Histoire de
Philippa de Gueldre, reine de Sicile et de Jérusalem
Ed. Baratier et Dardelet - 1889
Le 4 juin 1489, jour de la
Fête-Dieu, naquit au château de Bar, Antoine Ier, fils de
Lorraine, duc de Calabre. Ce fruit gracieux de l'union de René
et de Philippa sembla disputer aux fleurs de ce beau jour
l'honneur de naître et de sourire pour embaumer et charmer le
Lis-Hostie de notre vallée, le Dieu trois fois saint, le
Christ-Roi.
Tandis que Philippa se penchait avec une inexprimable tendresse
sur le berceau de son troisième fils, et suppliait le ciel de le
conserver à Bon amour et à la Lorraine, le duc René, dans sa
fierté de père et sa foi de chrétien, préparait la solennité du
baptême ducal.
La vieille histoire du château de Bar-le-Duc conserve dans ses
annales les splendides détails du baptême du troisième fils de
René II, que la mort de ses deux frères rendait héritier
présomptif. Les antiques murailles de la capitale du Barrois
semblèrent rajeunir parmi les chants d'allégresse du 16 juin
1489, et, aujourd'hui encore, les murs démantelés de la fière
citadelle paraissent redire aux amis de la Maison de Lorraine le
joyeux vivat qui salue le nom de l'héritier de René II : Vive
très haut et très puissant prince, Antoine Ier, fils de
Lorraine, duc de Calabre !
La pompe extraordinaire qui présida à cette religieuse cérémonie
a frappé les historiens. Ils se sont plu à nous en conserver les
défaits nous transcrivons ceux que fournit Don Calmet et que
l'abbé Guillaume a rapportés après lui. Antoine était né le 4
juin 1489, jour de la Fête-Dieu ; le mardi, 16 du même mois, le
duc René, qui se trouvait à Bar, accompagné des princes de son
sang et d'une nombreuse noblesse, pour la solennité du baptême,
donna un splendide festin dans la grande salle du château. Cette
salle était tendue des plus riches tapisseries de la couronne. A
l'une des extrémités était la table du roi, placée sur une
estrade élevée de huit degrés et toute couverte de tapis de
Turquie. Au-dessus de cette table, se voyait un magnifique dais
de velours cramoisi, orné de perles. A droite et au-dessous,
était une autre table pour les princes et pour les dames.

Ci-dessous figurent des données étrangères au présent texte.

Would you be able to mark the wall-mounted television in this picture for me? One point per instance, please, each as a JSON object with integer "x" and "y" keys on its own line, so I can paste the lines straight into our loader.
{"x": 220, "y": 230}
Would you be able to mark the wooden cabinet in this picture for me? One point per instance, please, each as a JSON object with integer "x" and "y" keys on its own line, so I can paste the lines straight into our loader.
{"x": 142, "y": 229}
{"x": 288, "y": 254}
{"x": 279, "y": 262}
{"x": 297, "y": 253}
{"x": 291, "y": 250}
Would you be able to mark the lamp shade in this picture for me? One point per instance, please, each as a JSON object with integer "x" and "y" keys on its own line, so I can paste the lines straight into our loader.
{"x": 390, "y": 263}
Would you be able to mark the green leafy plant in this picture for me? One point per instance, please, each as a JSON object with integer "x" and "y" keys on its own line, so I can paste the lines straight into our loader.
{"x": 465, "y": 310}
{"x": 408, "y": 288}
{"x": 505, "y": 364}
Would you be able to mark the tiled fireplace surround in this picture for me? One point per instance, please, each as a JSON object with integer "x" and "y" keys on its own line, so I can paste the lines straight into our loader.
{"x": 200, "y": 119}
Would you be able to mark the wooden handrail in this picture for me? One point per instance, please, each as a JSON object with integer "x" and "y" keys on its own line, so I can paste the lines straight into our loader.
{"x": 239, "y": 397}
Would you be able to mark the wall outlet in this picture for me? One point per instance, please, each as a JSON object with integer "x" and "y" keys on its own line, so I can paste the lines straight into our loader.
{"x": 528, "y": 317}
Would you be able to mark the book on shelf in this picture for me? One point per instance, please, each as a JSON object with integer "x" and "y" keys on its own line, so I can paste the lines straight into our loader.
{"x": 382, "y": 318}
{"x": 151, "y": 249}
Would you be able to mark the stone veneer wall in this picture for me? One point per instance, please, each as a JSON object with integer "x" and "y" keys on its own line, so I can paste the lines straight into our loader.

Vers dix heures du matin, le roi sortit de sa chambre, en tenue
de cérémonie. Il était accompagné de son oncle, Henri de
Lorraine, évêque de Metz et précédé de Gérard Dauviller, grand
écuyer de Lorraine, puis des gentilshommes de sa Maison. Le
prince ayant pris place, l'évêque de Metz, Mmes Marguerite et
Yolande de Lorraine et Mme la comtesse de Saverden, se placèrent
à sa droite. De l'autre coté, et â sa gauche, furent placés le
cardinal de Gurce, légat du Pape, les évêques de Toul et de
Verdun et quelques princes.
Henry, comte de Blâmont, fit l'office de pannetier ; Henry,
comte de Réchicourt, celui d'échanson; le comte de Chalant,
celui d'écuyer tranchant; le Bâtard de Calabre, celui de grand
maître. Les services furent apportés en cérémonie au son des
tambours, fifres et trompettes; ils étaient précédés des
huissiers de la Chambre, des héraults d'armes, des maîtres
d'hôtel,
tous en habit de cérémonie. Derrière ceux-ci marchaient le grand
maître, le pannetier, avec les marques de leur dignité, enfin
les gentilshommes de la Chambre, portant les services qui furent
tous présentés dans le même ordre. Pendant tout le repas, il y
eut musique composée de toutes sortes d'instruments.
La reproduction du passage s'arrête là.